With a name as strange and unfamiliar as its appearance, this surprisingly light and versatile vegetable has its roots in the cruciferous vegetable family, the same family as some of our household favorites such as broccoli and cabbage. Kohlrabi is a large bulbous steam vegetable with a mild and delicate mustard flavor and crisp texture similar to that of an apple.
Kohlrabi has made most of its claim to fame in Germany and other Eastern European cuisine but has a long culinary history in Asia as well. Here in America, this mysterious and mostly unknown vegetable has yet to make its mark on our dinner plates unlike a lot of its cousins such as kale and cauliflower.
Though unfamiliar, kohlrabi has many known benefits to make it a worthy component to anyone’s diet. Known as a cool season crop, this fast growing vegetable can tolerate light frosts in the garden as well as can withstand temperatures up to 85 degrees making it suitable for most temperaments and ready for harvest in the spring and fall. Not only is kohlrabi a great addition to the garden, it also supplies amazing nutritional and health benefits packed with essential vitamins and minerals. Just like other cruciferous vegetables, kohlrabi is high in dietary fiber which aides in digestive health and helps regulate blood sugar. It is also high in minerals such as potassium, copper and iron that are essential for proper nerve and muscle function, as well as contains anti-oxidant components that are protective against cancer.

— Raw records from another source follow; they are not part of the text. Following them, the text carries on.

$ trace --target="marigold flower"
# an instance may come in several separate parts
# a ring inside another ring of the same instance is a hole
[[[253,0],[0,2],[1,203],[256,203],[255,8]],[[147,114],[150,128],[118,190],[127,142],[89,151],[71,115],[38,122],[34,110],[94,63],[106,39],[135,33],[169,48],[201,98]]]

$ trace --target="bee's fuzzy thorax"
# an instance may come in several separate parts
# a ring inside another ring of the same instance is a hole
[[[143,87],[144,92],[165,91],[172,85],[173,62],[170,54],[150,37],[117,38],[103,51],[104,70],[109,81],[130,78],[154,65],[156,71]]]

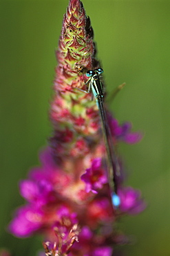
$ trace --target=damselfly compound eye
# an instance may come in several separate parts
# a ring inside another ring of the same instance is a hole
[[[89,70],[88,71],[87,71],[87,72],[86,72],[86,75],[87,75],[87,77],[91,77],[91,76],[92,76],[94,74],[94,71],[92,71],[92,70]]]
[[[96,71],[97,71],[97,72],[98,73],[99,75],[100,75],[103,73],[103,69],[102,69],[101,68],[98,68]]]

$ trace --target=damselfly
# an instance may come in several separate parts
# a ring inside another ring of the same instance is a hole
[[[95,70],[87,71],[85,75],[89,78],[86,82],[85,84],[88,84],[89,86],[87,91],[83,91],[87,93],[92,91],[96,100],[96,104],[100,116],[102,130],[107,155],[109,164],[109,167],[107,167],[107,176],[112,203],[114,207],[118,207],[120,205],[120,199],[116,194],[117,188],[115,183],[115,175],[119,175],[120,166],[116,156],[114,147],[111,145],[111,138],[110,136],[104,107],[103,100],[105,92],[103,84],[100,79],[103,72],[103,70],[101,68],[98,68]]]

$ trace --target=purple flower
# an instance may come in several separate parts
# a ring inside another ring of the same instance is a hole
[[[9,230],[19,237],[27,237],[39,230],[42,225],[42,214],[25,205],[16,212],[15,218],[9,226]]]
[[[146,203],[140,198],[140,192],[128,187],[118,190],[120,199],[120,210],[129,214],[137,214],[144,210]]]
[[[95,158],[92,161],[90,168],[81,176],[81,179],[86,183],[85,191],[88,193],[92,191],[96,194],[98,189],[103,188],[107,183],[107,177],[102,167],[101,159]]]
[[[119,125],[118,121],[114,118],[110,114],[107,114],[107,118],[110,127],[111,135],[117,140],[123,140],[127,144],[135,144],[138,143],[142,138],[139,132],[131,132],[131,124],[124,122]]]

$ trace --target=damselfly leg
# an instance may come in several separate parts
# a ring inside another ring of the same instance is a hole
[[[111,136],[109,127],[107,125],[106,113],[104,107],[104,88],[101,81],[101,74],[103,70],[101,68],[95,70],[89,70],[86,72],[86,76],[89,77],[85,84],[88,84],[87,91],[81,90],[88,93],[92,92],[94,98],[96,100],[96,104],[100,116],[101,127],[103,133],[103,138],[107,151],[108,161],[108,183],[109,185],[110,193],[112,203],[114,207],[120,205],[120,199],[117,195],[117,188],[115,182],[115,175],[120,175],[120,165],[116,155],[115,149],[111,145]]]

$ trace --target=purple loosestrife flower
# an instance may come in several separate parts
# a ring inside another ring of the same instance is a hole
[[[85,93],[83,72],[100,67],[95,58],[93,30],[79,0],[70,0],[64,15],[54,80],[50,119],[54,127],[49,146],[40,155],[41,165],[20,182],[25,205],[9,229],[19,237],[43,235],[46,255],[111,256],[114,245],[126,238],[116,232],[121,215],[142,211],[145,204],[133,188],[123,188],[123,165],[116,179],[120,205],[113,208],[107,176],[106,152],[98,107]],[[140,138],[107,111],[113,143]],[[120,157],[118,158],[120,159]]]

At first this vegetable may look intimidating and hard to use, but when it’s outer covering is peeled off, it can be used in most cooking methods, as well as eaten raw. It can be baked, sautéed, broiled, used in stuffing, roasted and even grilled on a kabob. The leaves can be eaten too, used similarly to or in place of kale.
3 simple ways to enjoy kohlrabi:
- Eat raw with either shredded in a salad or alone chopped in big chucks lightly sprinkled in salt.
- Throw into a chunky vegetable soup, or pureed with potatoes, spices and cream.
- Enjoy as a hash patter or as a fitter shredded and mixed with an egg and flour and fried in a pan.